TIRANA, Aug. 3 – Albania’s government is planning a major punitive campaign on business owners and managers who fail to follow tax rules, including prison terms for failing to issue proper receipts, according to government plans leaked to a local television station.
Businesses that operate without licensed fiscal cash registers will have their goods confiscated on a first infraction and the business owner and manager will be arrested on a second infraction, according to reporting by Vision Plus, a local private television station that first obtained a draft bill the government plans to pass in parliament in September.
Prime Minister Edi Rama said in a press conference last week that the government’s priority for the next 300 days will be to fight the informal economy.

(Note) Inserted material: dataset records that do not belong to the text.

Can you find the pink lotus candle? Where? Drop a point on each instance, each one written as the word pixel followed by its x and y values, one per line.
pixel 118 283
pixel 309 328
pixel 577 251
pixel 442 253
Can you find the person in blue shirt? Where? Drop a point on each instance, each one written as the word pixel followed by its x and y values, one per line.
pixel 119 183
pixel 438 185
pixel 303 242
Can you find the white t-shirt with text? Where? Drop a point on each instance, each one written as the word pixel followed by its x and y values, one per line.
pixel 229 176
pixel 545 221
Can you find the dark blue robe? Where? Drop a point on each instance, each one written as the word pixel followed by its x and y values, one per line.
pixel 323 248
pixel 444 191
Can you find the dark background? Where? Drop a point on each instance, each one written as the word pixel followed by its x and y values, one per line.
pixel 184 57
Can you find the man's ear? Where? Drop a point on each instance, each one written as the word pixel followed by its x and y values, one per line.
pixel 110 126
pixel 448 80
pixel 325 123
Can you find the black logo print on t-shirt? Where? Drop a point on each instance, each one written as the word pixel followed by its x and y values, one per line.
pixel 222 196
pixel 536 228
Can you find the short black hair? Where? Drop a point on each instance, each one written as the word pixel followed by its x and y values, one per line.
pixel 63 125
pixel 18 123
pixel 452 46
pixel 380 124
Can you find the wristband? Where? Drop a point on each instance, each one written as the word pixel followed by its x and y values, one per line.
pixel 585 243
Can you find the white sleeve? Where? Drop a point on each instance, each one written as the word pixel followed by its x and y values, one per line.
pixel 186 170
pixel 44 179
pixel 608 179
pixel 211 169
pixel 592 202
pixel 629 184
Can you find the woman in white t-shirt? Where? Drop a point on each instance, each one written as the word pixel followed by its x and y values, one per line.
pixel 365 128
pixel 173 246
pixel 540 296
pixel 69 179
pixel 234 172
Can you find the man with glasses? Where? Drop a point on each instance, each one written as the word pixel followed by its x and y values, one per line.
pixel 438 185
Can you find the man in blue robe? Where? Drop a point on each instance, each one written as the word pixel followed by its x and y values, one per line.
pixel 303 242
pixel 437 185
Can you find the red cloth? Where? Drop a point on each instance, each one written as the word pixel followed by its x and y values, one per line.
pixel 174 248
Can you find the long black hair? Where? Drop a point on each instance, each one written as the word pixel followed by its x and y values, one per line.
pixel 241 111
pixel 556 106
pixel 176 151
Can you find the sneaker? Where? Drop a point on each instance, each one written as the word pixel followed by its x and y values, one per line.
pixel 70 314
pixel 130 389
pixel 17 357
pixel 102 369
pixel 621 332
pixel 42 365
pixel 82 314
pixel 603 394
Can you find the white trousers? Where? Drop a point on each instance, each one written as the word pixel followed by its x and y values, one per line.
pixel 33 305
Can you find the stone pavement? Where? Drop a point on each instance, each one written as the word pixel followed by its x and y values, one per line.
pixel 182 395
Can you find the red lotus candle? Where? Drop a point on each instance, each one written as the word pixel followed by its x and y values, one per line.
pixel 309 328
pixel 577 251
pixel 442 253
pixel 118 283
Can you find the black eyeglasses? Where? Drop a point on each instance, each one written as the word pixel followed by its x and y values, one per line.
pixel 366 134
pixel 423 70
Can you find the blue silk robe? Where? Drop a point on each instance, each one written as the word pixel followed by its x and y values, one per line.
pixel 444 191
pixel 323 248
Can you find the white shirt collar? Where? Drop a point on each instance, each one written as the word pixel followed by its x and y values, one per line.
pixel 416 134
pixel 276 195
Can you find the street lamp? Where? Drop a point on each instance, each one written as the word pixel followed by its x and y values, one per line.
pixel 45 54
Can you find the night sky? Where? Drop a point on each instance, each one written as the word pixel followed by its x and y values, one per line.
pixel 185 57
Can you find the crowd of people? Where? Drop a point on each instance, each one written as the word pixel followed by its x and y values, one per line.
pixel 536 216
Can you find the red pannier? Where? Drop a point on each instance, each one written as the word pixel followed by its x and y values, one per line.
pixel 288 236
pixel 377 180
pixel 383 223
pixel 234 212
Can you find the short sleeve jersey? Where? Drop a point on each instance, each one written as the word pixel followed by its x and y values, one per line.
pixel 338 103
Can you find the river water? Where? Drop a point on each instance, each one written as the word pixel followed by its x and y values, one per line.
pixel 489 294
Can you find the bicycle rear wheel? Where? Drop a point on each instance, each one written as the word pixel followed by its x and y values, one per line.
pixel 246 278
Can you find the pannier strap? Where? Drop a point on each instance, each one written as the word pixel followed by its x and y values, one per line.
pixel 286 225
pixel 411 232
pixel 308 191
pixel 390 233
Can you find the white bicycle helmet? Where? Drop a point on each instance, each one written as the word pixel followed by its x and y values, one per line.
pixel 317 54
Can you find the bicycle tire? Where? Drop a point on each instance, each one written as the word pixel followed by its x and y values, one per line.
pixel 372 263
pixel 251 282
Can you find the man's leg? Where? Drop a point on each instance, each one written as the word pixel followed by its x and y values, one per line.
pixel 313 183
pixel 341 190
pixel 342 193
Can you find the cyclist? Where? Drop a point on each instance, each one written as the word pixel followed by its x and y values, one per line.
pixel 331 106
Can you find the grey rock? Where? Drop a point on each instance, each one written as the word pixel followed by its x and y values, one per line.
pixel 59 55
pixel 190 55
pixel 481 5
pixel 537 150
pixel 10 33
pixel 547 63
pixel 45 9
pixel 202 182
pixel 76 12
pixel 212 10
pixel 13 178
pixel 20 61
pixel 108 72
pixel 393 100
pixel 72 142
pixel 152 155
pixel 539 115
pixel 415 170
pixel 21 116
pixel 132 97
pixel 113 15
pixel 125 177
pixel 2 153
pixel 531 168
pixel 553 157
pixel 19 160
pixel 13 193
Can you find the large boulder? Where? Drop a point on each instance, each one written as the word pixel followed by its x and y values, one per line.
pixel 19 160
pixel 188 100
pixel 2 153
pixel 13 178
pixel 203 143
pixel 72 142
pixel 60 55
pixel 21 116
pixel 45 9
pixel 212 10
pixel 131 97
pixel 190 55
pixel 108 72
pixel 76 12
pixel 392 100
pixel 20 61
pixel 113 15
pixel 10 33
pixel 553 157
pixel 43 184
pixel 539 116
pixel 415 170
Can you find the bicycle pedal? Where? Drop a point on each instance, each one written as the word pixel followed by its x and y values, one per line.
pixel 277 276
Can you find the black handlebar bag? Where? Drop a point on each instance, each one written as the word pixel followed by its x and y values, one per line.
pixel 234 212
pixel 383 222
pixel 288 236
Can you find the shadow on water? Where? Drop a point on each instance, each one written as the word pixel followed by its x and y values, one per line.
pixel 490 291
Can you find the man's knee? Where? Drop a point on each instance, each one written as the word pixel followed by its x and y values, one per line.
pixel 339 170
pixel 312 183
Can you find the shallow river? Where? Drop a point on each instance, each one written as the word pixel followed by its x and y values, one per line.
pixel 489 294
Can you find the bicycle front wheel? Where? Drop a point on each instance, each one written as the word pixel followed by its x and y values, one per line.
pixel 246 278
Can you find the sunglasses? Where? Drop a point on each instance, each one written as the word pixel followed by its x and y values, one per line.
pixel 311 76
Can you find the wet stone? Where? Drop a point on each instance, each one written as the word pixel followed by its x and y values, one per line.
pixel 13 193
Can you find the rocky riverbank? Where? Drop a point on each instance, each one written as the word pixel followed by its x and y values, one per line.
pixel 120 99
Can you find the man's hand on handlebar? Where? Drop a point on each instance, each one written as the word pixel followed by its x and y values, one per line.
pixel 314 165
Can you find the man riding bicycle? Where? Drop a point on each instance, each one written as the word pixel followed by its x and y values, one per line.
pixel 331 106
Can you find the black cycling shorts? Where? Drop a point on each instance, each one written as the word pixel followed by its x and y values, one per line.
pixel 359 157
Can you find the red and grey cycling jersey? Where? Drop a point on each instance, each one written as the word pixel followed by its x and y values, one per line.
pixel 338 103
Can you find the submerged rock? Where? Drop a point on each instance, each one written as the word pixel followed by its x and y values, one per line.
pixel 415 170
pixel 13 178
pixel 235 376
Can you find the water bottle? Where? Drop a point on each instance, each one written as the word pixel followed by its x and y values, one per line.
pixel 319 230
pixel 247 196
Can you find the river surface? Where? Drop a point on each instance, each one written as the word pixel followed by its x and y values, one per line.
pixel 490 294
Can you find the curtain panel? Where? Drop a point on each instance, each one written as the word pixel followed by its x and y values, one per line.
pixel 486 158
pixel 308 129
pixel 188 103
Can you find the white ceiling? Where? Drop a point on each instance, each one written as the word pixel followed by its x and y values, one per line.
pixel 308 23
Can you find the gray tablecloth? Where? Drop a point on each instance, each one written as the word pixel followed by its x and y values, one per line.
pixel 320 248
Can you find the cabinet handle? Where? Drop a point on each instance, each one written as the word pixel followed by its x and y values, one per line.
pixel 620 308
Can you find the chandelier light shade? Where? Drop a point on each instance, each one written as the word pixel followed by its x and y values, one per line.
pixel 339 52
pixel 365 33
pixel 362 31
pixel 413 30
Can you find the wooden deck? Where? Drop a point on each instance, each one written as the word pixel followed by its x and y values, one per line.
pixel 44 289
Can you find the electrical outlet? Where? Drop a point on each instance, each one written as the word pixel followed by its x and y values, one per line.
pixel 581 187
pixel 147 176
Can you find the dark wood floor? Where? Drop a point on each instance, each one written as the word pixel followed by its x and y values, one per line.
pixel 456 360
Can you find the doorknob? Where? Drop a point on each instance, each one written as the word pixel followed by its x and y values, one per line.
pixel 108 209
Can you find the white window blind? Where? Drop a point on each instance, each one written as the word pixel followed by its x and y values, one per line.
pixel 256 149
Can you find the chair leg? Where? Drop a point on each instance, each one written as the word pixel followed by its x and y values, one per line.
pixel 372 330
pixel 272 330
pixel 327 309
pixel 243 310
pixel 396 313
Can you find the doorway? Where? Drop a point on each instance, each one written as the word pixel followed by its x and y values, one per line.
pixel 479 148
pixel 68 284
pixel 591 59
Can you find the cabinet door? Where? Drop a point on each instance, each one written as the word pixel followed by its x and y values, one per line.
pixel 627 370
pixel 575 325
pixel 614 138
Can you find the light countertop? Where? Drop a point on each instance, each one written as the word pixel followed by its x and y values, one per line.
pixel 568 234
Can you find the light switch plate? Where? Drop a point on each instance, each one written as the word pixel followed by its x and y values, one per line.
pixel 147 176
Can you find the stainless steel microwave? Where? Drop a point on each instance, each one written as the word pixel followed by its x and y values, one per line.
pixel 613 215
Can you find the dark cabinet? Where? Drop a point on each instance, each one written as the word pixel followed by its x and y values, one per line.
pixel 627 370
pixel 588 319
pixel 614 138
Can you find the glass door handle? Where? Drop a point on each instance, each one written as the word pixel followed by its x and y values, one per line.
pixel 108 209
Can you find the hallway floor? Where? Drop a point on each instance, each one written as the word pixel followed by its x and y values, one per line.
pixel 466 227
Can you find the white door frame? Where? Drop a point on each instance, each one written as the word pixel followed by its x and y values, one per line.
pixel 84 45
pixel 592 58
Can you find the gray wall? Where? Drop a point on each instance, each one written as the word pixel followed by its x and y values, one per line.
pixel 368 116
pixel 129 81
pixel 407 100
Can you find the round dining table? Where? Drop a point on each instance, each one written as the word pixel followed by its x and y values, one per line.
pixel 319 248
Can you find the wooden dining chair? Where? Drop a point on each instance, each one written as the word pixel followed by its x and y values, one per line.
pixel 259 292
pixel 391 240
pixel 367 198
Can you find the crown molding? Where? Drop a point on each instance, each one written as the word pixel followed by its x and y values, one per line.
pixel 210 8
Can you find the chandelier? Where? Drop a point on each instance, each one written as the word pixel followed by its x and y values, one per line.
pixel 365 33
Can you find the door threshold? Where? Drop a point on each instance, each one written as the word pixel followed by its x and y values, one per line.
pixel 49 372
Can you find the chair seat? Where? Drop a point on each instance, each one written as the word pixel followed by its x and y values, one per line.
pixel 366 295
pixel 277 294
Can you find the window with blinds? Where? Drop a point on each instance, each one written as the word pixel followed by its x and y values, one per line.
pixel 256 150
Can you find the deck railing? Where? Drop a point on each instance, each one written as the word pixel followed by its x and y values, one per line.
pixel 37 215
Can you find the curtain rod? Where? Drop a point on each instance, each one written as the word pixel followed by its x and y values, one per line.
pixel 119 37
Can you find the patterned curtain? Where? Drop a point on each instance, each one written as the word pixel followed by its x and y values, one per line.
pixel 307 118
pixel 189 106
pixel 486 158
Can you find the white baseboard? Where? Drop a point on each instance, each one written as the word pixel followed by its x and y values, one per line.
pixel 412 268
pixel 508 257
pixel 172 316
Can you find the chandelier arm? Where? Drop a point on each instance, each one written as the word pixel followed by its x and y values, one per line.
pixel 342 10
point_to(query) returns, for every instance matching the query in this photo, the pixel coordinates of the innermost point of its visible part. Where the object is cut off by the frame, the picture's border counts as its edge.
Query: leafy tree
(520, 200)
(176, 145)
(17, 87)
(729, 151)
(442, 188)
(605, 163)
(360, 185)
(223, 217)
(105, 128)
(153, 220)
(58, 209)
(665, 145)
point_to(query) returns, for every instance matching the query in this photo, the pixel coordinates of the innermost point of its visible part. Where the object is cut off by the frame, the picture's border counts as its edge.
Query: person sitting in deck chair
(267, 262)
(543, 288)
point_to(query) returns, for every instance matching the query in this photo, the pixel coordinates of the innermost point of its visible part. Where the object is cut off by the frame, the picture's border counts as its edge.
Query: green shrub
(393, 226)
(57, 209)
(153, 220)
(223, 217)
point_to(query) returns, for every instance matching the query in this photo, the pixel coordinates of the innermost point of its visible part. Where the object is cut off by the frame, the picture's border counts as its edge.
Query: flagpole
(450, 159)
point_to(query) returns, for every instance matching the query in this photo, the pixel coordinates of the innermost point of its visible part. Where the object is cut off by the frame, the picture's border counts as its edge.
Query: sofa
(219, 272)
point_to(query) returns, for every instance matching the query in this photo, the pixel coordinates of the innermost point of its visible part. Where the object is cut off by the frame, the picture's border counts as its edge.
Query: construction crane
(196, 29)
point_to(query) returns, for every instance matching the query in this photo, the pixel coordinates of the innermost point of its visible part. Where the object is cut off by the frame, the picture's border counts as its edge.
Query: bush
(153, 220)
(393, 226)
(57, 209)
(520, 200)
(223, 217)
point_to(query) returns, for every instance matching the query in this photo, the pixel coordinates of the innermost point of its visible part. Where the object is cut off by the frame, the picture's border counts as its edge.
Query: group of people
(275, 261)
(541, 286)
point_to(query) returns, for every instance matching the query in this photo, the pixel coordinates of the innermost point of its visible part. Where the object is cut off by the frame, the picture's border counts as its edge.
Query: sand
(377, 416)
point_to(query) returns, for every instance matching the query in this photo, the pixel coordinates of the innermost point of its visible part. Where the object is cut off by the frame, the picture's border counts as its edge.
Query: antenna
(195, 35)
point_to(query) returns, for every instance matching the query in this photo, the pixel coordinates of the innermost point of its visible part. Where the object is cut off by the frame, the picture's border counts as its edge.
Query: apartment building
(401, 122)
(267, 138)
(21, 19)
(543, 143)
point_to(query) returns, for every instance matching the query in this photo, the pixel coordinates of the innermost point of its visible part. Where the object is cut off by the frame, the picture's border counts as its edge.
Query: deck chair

“The measures will be very severe. Failure to use a fiscal cash register will be severely punished. Tax evasion will be treated as a criminal offense and will be considered as part of the penal code. Some aspects already are, but the measures will tighten significantly,” Rama said.
Albania suffers from major problems with informality. Businesses often sell goods and services without receipts to avoid paying taxes, and many companies either do not pay social insurance for their employees or pay social insurance on salaries that are lower than the real amount employees take home.
While Rama has set the deadline for legal changes for September, the idea to use criminal charges as a deterrence is not new.
“Finding a single employee without the proper social insurance, will be equal to filing criminal charges and sending behind bars the person responsible and the manager of the company,” Rama said in December last year at a social insurance conference. “We can no longer go on like this.”
The changes require 84 votes in parliament to change the penal and labor codes.
Currently Albanian legislation only mandates fines for such violations.
Albania’s government is faced with failure to meet its revenue goals as the economy stagnates and businesses have not responded well to tax increases by as much as 50 percent since the Socialist-led government took over in 2013.
The number of businesses closing up shop is increasing, and the business community has asked that taxes be lowered in addition to fighting informality.
Prime Minister Rama, however, insists that it is the high rate of informality that is to blame and that punitive measures on businesses to end informality are the solution — not lower taxes.
In a press conference last week he said that the government is analyzing the declining revenue and will set up measures based on that analysis.
Local media reported that there was some opposition within Rama’s own coalition and in-house lawyers over shifting administrative infractions into the penal code.
The new measures come at the heels of the government’s campaign to end electricity theft, which saw thousands of Albanians arrested and jailed for having illegal links to the power network.
Tens of business owners were also arrested for using cheaper priced home lines instead of the more expensive business contracts with the state-owned power company.
The latest Finance Ministry data published this week show the government revenue deteriorated in June, when total revenue was up by only 0.9 percent year-on-year and failed to meet the monthly target by 2.17 billion lek (€15.2 million) on lower VAT and excise tax collection, the two key taxes accounting for around half of total government revenue.
For the first half of this year, the government collected about 183 billion lek (€1.28 billion) up 4.4 percent compared to the same period last year, but down 4.5 percent or 9.6 billion lek (€61 million) compared to the target it had set.